Mesmo após avanços recentes nas negociações comerciais entre Brasil e Estados Unidos, cerca de 22% das exportações brasileiras para o mercado norte-americano continuam sujeitas a sobretaxas impostas pelo governo dos EUA. A informação foi divulgada pelo vice-presidente e ministro do Desenvolvimento, Indústria, Comércio e Serviços, Geraldo Alckmin.
A declaração ocorreu após a decisão do governo norte-americano de retirar tarifas adicionais sobre 238 produtos brasileiros — medida considerada pelo governo brasileiro como o maior progresso nas tratativas bilaterais até o momento. Com isso, a parcela das exportações afetadas caiu de 36% para os atuais 22%.
Segundo Alckmin, a retirada das tarifas representa um avanço concreto, mas ainda insuficiente para normalizar plenamente o comércio entre os dois países. O governo brasileiro segue atuando para ampliar a lista de produtos isentos e reduzir os impactos sobre setores estratégicos, especialmente a indústria.
Entre os produtos beneficiados pela decisão norte-americana estão itens majoritariamente agrícolas, como café, carne bovina, banana, tomate, açaí, castanha de caju e chá. A isenção tem efeito retroativo e inclui possibilidade de reembolso para exportações já realizadas.

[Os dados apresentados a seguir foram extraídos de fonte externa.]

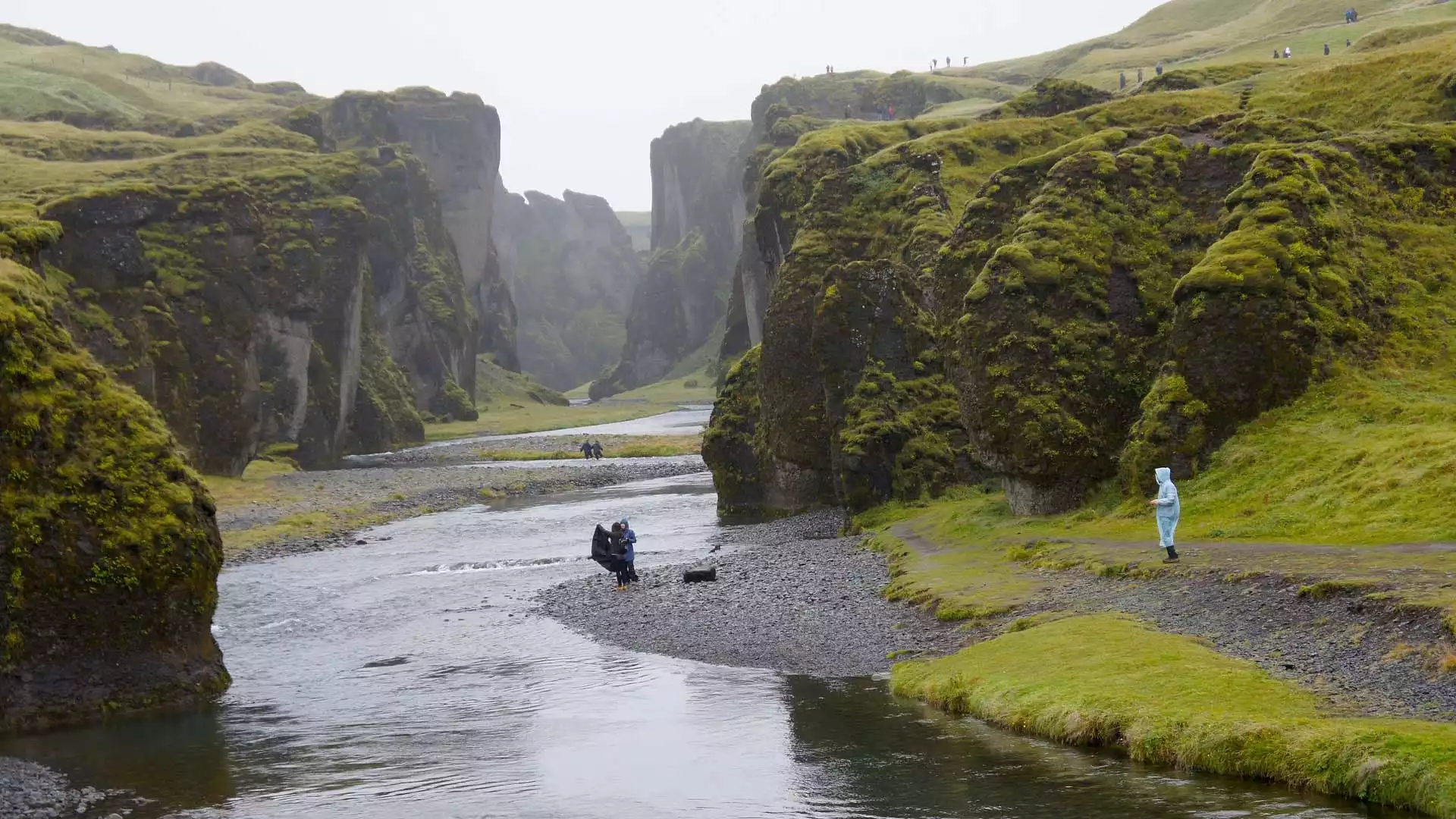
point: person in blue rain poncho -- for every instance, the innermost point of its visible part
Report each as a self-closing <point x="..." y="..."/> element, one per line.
<point x="629" y="539"/>
<point x="1168" y="510"/>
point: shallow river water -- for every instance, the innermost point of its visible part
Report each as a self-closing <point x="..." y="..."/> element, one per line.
<point x="406" y="678"/>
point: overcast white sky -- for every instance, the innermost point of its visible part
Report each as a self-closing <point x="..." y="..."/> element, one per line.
<point x="582" y="86"/>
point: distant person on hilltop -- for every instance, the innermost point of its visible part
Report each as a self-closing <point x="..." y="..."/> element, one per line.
<point x="1168" y="510"/>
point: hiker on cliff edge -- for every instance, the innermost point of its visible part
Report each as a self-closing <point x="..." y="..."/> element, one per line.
<point x="1168" y="510"/>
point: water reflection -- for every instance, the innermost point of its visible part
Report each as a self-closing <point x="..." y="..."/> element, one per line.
<point x="864" y="752"/>
<point x="408" y="678"/>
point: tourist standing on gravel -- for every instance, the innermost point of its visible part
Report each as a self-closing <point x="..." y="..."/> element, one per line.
<point x="629" y="539"/>
<point x="1168" y="510"/>
<point x="620" y="550"/>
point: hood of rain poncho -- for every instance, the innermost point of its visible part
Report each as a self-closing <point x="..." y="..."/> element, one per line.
<point x="1168" y="504"/>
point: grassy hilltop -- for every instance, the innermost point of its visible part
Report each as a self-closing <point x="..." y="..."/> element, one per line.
<point x="989" y="322"/>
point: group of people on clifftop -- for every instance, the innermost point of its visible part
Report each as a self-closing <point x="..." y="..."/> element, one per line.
<point x="1122" y="76"/>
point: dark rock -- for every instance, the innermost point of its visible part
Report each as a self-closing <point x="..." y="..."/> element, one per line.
<point x="109" y="548"/>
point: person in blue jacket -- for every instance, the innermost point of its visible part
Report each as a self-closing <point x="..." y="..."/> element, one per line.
<point x="1168" y="510"/>
<point x="629" y="539"/>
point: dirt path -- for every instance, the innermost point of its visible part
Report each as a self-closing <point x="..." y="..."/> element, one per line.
<point x="1365" y="651"/>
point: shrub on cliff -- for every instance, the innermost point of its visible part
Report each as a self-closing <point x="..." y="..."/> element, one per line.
<point x="108" y="544"/>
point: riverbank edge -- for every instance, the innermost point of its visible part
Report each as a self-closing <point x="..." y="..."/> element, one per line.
<point x="346" y="528"/>
<point x="1376" y="760"/>
<point x="1407" y="764"/>
<point x="791" y="595"/>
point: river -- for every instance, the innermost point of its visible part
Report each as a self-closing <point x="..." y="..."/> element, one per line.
<point x="408" y="678"/>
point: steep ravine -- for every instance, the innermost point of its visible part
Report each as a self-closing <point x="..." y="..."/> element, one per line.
<point x="571" y="268"/>
<point x="698" y="212"/>
<point x="1062" y="299"/>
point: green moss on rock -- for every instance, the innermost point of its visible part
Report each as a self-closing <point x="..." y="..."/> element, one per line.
<point x="108" y="544"/>
<point x="733" y="445"/>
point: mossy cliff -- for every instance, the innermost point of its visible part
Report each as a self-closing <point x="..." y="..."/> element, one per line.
<point x="232" y="295"/>
<point x="698" y="212"/>
<point x="1101" y="289"/>
<point x="573" y="271"/>
<point x="781" y="114"/>
<point x="291" y="279"/>
<point x="108" y="544"/>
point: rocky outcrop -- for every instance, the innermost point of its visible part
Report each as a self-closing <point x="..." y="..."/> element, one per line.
<point x="459" y="140"/>
<point x="1053" y="302"/>
<point x="291" y="297"/>
<point x="290" y="286"/>
<point x="783" y="112"/>
<point x="571" y="268"/>
<point x="698" y="212"/>
<point x="108" y="544"/>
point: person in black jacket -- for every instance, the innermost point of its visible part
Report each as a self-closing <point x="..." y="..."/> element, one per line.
<point x="619" y="557"/>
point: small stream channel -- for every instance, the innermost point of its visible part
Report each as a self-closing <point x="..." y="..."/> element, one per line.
<point x="408" y="678"/>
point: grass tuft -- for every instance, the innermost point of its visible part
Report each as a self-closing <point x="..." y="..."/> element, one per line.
<point x="1172" y="701"/>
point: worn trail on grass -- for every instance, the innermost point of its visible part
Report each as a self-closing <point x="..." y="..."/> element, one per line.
<point x="1363" y="651"/>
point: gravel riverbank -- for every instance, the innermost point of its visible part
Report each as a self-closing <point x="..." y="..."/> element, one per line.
<point x="789" y="596"/>
<point x="36" y="792"/>
<point x="473" y="450"/>
<point x="386" y="493"/>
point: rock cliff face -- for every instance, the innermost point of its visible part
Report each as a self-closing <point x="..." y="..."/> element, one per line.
<point x="1057" y="300"/>
<point x="108" y="544"/>
<point x="573" y="270"/>
<point x="293" y="286"/>
<point x="316" y="303"/>
<point x="783" y="112"/>
<point x="698" y="212"/>
<point x="459" y="140"/>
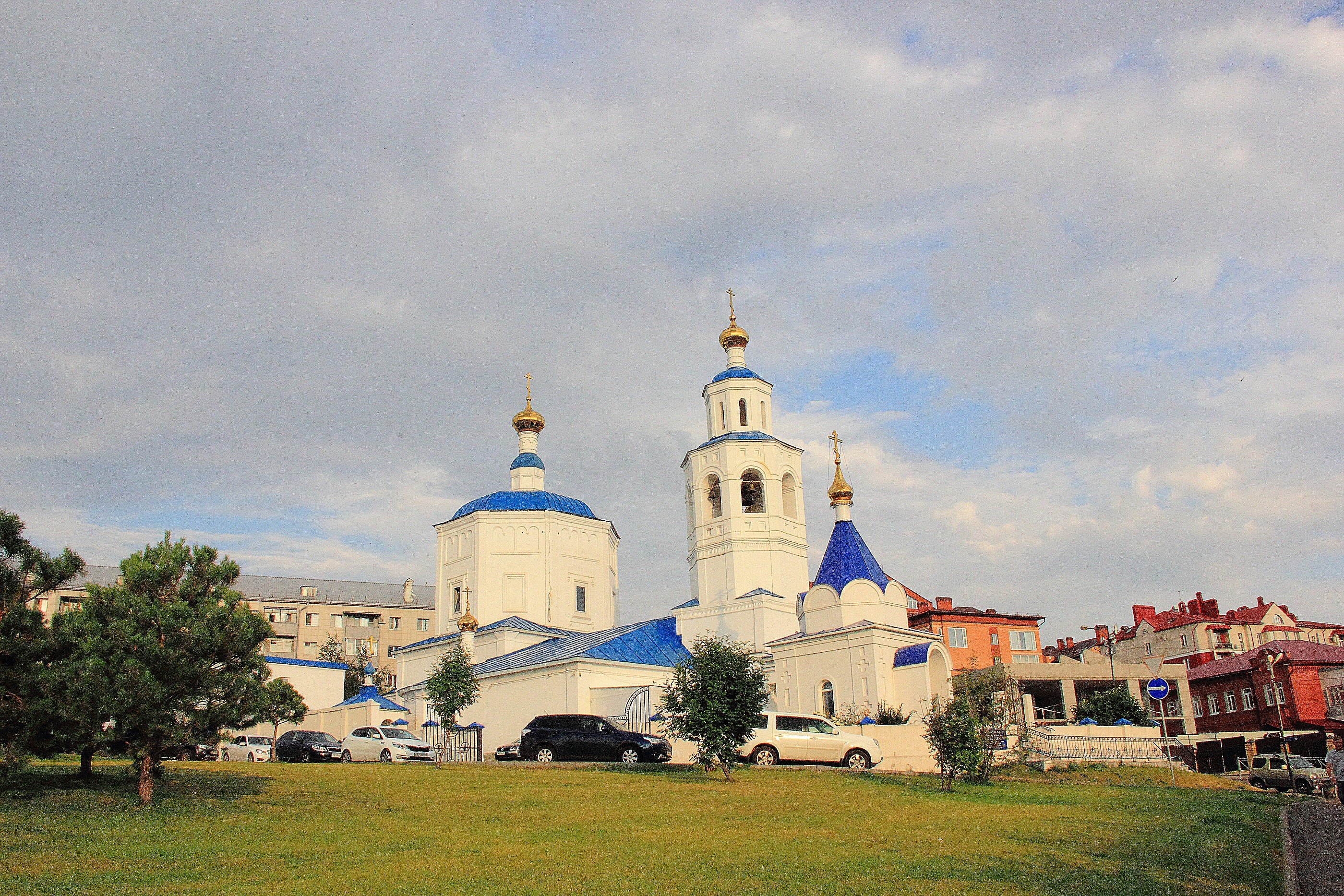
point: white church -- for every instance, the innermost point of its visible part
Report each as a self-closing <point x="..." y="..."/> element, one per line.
<point x="528" y="582"/>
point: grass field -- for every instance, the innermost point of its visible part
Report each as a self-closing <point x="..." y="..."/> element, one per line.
<point x="490" y="829"/>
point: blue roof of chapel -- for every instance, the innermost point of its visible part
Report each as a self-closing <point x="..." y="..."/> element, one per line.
<point x="849" y="558"/>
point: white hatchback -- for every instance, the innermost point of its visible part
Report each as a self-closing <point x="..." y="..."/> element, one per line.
<point x="246" y="749"/>
<point x="784" y="737"/>
<point x="385" y="743"/>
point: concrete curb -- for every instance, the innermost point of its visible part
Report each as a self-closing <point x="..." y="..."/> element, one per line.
<point x="1291" y="884"/>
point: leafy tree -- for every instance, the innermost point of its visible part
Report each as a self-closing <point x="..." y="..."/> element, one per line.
<point x="180" y="648"/>
<point x="953" y="734"/>
<point x="280" y="705"/>
<point x="451" y="687"/>
<point x="714" y="699"/>
<point x="26" y="573"/>
<point x="1105" y="707"/>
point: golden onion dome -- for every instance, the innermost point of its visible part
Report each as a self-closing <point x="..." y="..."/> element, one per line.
<point x="528" y="419"/>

Apesar do alívio para o agronegócio, dados do Ministério do Desenvolvimento indicam que uma parcela relevante das exportações ainda enfrenta tarifas elevadas. Estima-se que cerca de US$ 8,9 bilhões em vendas ao mercado norte-americano seguem submetidos a sobretaxas adicionais, enquanto outros produtos continuam sujeitos a tarifas específicas, como as aplicadas aos setores de aço e alumínio.
O impacto é particularmente significativo para a indústria brasileira, que enfrenta maior dificuldade para redirecionar exportações a outros mercados em comparação com commodities agrícolas. Especialistas e autoridades apontam que a diversificação de destinos comerciais e a intensificação das negociações bilaterais são caminhos centrais para mitigar os efeitos do tarifaço.
As medidas protecionistas adotadas pelos Estados Unidos fazem parte de um contexto mais amplo de tensões comerciais iniciadas em 2025, quando tarifas de até 50% passaram a incidir sobre produtos brasileiros. Desde então, o governo brasileiro tem buscado negociar a redução das barreiras e preservar a competitividade das exportações nacionais.
Mesmo com os avanços recentes, o cenário ainda exige cautela. O governo brasileiro mantém a estratégia de diálogo diplomático e negociação técnica, com o objetivo de reduzir gradualmente as restrições e restabelecer condições mais equilibradas no comércio bilateral.